Life, however, is full of temptations that make us question God’s purpose for our lives. In the context of great pain and suffering, we wonder how a loving God could be using this for our good. We are tempted to assume control. We must keep in mind that no temptation will be able to shake our faith if we hold fast to God and His promises. “He will not let you be tempted beyond what you can bear. But when you are tempted, He will also provide a way out so that you can stand up under it” (I Corinthians 10:13). Holding strong to this Scriptural promise, we know that no pain will be so unbearable that He would not deliver us when we can no longer hold up.
Euthanasia allows us to abandon those who suffer. It is our human and Christian responsibility to have compassion on our fellow man. We are to strive to help them ease their suffering, but not to assist them in sinning by committing self-murder. God often uses such circumstances in life to unveil His plan of salvation.
Derek Humphry wrote in his essay, Whose Life Is It Anyway: “While it is true that we have no control over our births, at least we ought to have control over our deaths.

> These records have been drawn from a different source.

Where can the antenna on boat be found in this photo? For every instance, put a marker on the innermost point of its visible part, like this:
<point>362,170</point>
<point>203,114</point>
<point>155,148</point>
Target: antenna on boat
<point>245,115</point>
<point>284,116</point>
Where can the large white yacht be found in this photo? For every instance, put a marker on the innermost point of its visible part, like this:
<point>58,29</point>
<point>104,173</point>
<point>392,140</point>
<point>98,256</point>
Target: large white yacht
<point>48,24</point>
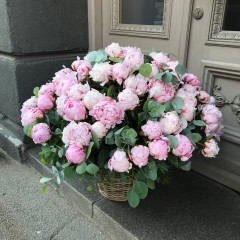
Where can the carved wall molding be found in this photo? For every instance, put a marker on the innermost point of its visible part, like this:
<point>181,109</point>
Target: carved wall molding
<point>218,36</point>
<point>158,31</point>
<point>213,70</point>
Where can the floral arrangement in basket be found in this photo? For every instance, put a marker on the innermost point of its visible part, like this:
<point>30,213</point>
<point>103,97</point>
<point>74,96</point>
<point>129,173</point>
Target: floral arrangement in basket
<point>123,117</point>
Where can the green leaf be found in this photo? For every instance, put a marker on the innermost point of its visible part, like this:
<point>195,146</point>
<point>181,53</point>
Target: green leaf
<point>28,129</point>
<point>173,141</point>
<point>159,75</point>
<point>44,180</point>
<point>145,105</point>
<point>167,77</point>
<point>35,91</point>
<point>151,184</point>
<point>199,123</point>
<point>180,69</point>
<point>111,91</point>
<point>145,69</point>
<point>69,172</point>
<point>90,188</point>
<point>114,59</point>
<point>177,103</point>
<point>61,152</point>
<point>103,157</point>
<point>187,166</point>
<point>89,149</point>
<point>133,198</point>
<point>141,189</point>
<point>44,188</point>
<point>81,168</point>
<point>91,56</point>
<point>92,168</point>
<point>95,140</point>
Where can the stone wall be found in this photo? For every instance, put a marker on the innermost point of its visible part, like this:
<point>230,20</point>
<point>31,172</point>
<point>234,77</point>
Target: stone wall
<point>36,39</point>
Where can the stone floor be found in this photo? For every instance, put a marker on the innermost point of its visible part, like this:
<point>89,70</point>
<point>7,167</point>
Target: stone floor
<point>28,214</point>
<point>192,207</point>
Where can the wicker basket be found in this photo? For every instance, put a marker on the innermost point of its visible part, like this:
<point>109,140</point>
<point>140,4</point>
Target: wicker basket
<point>116,190</point>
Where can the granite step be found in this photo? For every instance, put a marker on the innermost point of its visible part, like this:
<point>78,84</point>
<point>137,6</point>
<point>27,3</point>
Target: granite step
<point>191,207</point>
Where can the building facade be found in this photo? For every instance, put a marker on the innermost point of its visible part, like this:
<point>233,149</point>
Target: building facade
<point>202,34</point>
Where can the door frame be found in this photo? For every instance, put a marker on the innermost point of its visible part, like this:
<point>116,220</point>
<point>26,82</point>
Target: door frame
<point>95,26</point>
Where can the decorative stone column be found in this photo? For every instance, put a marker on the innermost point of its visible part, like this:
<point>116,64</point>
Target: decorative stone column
<point>36,39</point>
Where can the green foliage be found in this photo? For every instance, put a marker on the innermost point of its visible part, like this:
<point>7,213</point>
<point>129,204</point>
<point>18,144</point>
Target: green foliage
<point>173,141</point>
<point>81,168</point>
<point>180,69</point>
<point>145,70</point>
<point>92,168</point>
<point>199,123</point>
<point>133,198</point>
<point>28,129</point>
<point>35,91</point>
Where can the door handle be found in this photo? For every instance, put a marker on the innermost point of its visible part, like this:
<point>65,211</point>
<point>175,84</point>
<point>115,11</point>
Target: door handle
<point>198,13</point>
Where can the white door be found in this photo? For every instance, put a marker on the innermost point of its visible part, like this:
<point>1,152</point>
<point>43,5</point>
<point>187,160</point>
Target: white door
<point>214,55</point>
<point>159,24</point>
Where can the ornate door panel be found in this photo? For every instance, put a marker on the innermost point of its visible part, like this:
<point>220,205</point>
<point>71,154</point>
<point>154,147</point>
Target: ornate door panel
<point>214,55</point>
<point>159,24</point>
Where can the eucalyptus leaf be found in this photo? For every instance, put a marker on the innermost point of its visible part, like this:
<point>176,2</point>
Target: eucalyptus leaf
<point>133,198</point>
<point>81,168</point>
<point>145,69</point>
<point>92,168</point>
<point>199,123</point>
<point>167,77</point>
<point>89,149</point>
<point>180,69</point>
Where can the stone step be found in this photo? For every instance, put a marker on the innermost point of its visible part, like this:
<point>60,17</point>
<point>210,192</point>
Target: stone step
<point>191,207</point>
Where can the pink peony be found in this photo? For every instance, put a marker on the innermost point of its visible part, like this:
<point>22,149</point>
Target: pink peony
<point>71,109</point>
<point>45,102</point>
<point>41,133</point>
<point>213,119</point>
<point>64,80</point>
<point>119,162</point>
<point>99,129</point>
<point>79,133</point>
<point>159,148</point>
<point>139,155</point>
<point>191,79</point>
<point>137,84</point>
<point>30,103</point>
<point>120,72</point>
<point>108,112</point>
<point>101,72</point>
<point>172,124</point>
<point>160,91</point>
<point>190,102</point>
<point>154,72</point>
<point>203,97</point>
<point>75,154</point>
<point>30,115</point>
<point>184,149</point>
<point>153,130</point>
<point>92,98</point>
<point>47,89</point>
<point>159,58</point>
<point>114,50</point>
<point>210,148</point>
<point>133,57</point>
<point>78,91</point>
<point>128,99</point>
<point>82,67</point>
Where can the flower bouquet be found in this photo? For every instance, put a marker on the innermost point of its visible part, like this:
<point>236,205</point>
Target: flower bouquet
<point>124,118</point>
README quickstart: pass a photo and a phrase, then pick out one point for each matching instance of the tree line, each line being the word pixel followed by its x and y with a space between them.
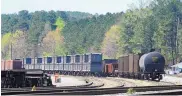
pixel 157 25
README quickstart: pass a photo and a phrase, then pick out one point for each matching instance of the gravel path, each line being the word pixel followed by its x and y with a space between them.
pixel 173 79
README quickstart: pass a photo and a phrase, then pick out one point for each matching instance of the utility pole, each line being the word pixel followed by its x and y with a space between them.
pixel 11 51
pixel 11 45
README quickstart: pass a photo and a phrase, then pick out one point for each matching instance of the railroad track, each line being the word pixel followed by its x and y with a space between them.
pixel 93 91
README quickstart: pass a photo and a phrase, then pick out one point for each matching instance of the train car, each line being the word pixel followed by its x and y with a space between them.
pixel 13 75
pixel 69 64
pixel 110 66
pixel 149 66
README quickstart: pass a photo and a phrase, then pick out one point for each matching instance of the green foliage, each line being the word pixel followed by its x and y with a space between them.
pixel 131 91
pixel 60 23
pixel 138 30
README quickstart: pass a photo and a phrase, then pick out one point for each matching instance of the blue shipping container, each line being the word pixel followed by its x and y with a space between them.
pixel 68 59
pixel 58 59
pixel 96 58
pixel 96 67
pixel 49 59
pixel 28 60
pixel 39 60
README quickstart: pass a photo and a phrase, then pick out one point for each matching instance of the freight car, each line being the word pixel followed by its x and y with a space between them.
pixel 149 66
pixel 79 64
pixel 14 76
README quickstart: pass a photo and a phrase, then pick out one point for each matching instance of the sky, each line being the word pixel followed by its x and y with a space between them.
pixel 90 6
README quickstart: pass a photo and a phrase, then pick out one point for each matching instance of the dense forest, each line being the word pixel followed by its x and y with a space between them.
pixel 138 30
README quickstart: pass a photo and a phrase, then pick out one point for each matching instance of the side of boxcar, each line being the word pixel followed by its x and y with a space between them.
pixel 91 62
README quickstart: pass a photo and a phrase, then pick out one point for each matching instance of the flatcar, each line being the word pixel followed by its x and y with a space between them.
pixel 149 66
pixel 129 66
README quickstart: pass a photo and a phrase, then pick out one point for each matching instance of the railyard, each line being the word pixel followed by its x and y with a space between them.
pixel 89 85
pixel 87 74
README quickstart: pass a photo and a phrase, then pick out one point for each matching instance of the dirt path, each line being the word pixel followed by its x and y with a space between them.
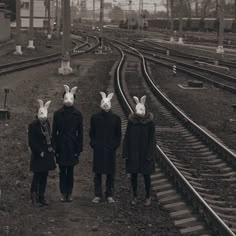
pixel 80 217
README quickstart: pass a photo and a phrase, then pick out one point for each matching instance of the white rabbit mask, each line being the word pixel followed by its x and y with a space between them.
pixel 69 96
pixel 140 109
pixel 106 101
pixel 43 110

How can we claim to be free people if someone else’s morals and standards govern the way we die?”
Humphry may be partially right – we have no control over our births. The intricate set of circumstances that brings about the development of a human life can be nothing short of a miracle. But the same is true of our deaths. We cannot control that moment when God chooses to separate the soul from the body. The miracle that began in the womb unfolds to the glory of life after death.
So – Whose life is it anyway? Certainly not ours. We must never forget that our lives are not our own, but God’s, and He will be our Deliverer. As others around us may fall into a trap of trying to control death, we Christians wait, with bated breath, for that glorious time when He will come.
“Be faithful, even to the point of death, and I will give you the crown of life” (Revelation 2:10).